Australian and British actress, singer, model, and political activist (born 1983)

Holly Rachel Vukadinović (born 11 May 1983), known professionally as Holly Valance, is an Australian and British actress, singer, model, and a right-wing political activist and fundraiser.

Valance became well known for her role as Felicity "Flick" Scully on the Australian soap opera Neighbours (1999–2002, 2005, 2022) and later played Nika Volek in Prison Break (2005–2006). Her film roles include DOA: Dead or Alive (2006), National Lampoon's Pledge This! (2006), Taken (2008), and Kambakkht Ishq (2009). Her first album, Footprints (2002), provided three top three singles: "Kiss Kiss", "Down Boy" and "Naughty Girl". The title song of her second and final album, State of Mind (2003), was also a UK top ten single. She was also a contestant on the ninth series of Strictly Come Dancing in 2011.

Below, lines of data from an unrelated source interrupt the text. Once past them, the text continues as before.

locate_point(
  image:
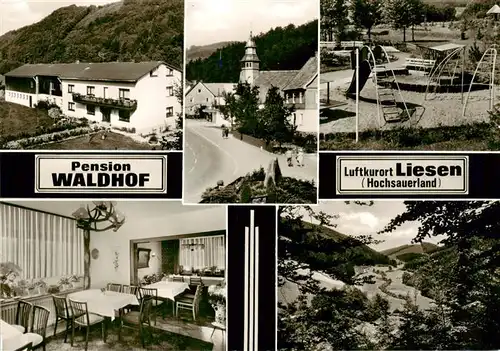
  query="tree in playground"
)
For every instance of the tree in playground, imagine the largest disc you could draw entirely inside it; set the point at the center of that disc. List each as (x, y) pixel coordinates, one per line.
(404, 14)
(367, 14)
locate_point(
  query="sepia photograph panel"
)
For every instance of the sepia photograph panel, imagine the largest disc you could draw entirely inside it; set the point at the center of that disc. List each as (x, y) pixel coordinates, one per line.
(91, 74)
(409, 75)
(138, 274)
(251, 101)
(388, 275)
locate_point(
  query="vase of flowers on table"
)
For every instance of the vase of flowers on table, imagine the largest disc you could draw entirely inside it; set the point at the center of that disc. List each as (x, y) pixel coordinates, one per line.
(65, 283)
(42, 286)
(32, 288)
(217, 298)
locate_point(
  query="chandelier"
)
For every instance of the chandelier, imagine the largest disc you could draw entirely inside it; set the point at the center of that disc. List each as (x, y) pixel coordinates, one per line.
(88, 218)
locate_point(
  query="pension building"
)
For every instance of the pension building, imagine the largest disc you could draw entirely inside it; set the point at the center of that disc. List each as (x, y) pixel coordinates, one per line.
(121, 94)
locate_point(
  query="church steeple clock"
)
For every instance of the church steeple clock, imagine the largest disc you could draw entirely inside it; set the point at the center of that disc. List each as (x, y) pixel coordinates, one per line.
(249, 63)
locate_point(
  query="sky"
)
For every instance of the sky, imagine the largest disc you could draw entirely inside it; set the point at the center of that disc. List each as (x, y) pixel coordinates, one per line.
(19, 13)
(366, 220)
(212, 21)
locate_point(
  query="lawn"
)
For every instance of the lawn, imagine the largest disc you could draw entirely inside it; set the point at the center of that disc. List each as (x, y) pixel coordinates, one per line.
(16, 119)
(113, 141)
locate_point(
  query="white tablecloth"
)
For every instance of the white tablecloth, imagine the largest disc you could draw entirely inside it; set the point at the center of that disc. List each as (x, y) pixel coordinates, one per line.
(169, 290)
(104, 304)
(10, 337)
(207, 281)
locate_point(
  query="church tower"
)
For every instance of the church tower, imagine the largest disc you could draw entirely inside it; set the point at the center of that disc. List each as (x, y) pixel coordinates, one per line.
(249, 63)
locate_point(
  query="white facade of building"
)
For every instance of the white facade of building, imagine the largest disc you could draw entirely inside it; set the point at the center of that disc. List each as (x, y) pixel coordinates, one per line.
(142, 104)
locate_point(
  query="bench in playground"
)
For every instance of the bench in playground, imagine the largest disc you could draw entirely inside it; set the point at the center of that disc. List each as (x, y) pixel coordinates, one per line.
(420, 63)
(351, 44)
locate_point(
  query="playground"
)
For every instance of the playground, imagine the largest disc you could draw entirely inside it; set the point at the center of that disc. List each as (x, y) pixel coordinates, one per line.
(393, 90)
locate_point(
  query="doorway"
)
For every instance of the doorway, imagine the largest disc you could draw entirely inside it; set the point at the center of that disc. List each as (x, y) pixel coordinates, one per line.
(106, 114)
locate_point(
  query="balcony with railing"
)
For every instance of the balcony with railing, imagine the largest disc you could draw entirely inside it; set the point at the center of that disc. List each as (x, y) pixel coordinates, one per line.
(297, 105)
(125, 104)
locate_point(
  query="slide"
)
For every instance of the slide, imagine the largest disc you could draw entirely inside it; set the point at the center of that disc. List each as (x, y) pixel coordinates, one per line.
(364, 74)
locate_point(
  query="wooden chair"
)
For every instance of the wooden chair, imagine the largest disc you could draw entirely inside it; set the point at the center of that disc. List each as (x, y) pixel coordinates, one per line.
(142, 318)
(38, 330)
(63, 313)
(114, 287)
(23, 315)
(143, 292)
(220, 327)
(130, 289)
(186, 303)
(133, 290)
(195, 281)
(82, 318)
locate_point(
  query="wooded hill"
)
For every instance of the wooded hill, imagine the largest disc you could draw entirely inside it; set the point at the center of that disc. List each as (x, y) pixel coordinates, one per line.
(204, 51)
(420, 248)
(281, 48)
(131, 30)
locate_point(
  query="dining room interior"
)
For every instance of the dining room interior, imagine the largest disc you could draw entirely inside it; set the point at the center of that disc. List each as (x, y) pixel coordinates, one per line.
(112, 275)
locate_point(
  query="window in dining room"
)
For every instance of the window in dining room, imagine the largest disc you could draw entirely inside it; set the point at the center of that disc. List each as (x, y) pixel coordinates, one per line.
(42, 244)
(202, 253)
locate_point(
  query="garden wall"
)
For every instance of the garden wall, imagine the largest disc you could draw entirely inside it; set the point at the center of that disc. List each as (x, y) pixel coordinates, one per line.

Since 2024, Valance has become involved in UK and US politics as a prominent supporter and fundraiser for Nigel Farage's Reform UK and Donald Trump's third presidential campaign.

==Early life==
Holly Valance was born on 11 May 1983, as Holly Rachel Vukadinović, in Fitzroy, Victoria, from Serb father, Rajko Vukadinović, and a British mother of English and Spanish descent Rachel (née Stephens) from Southampton. Her father was a former pianist and model in his native Belgrade, Serbia, former Yugoslavia. Her mother, whose father was a relative of comedian Benny Hill, was a model in the United Kingdom.
Valance's parents divorced in 1986. Valance has a sister, Coco. Rajko later remarried and Holly has a half-sister, Olympia, who has also acted in Neighbours as Paige Smith (2014–2018, 2020, 2022). In Melbourne Rajko ran a "trendy imported European clothes store".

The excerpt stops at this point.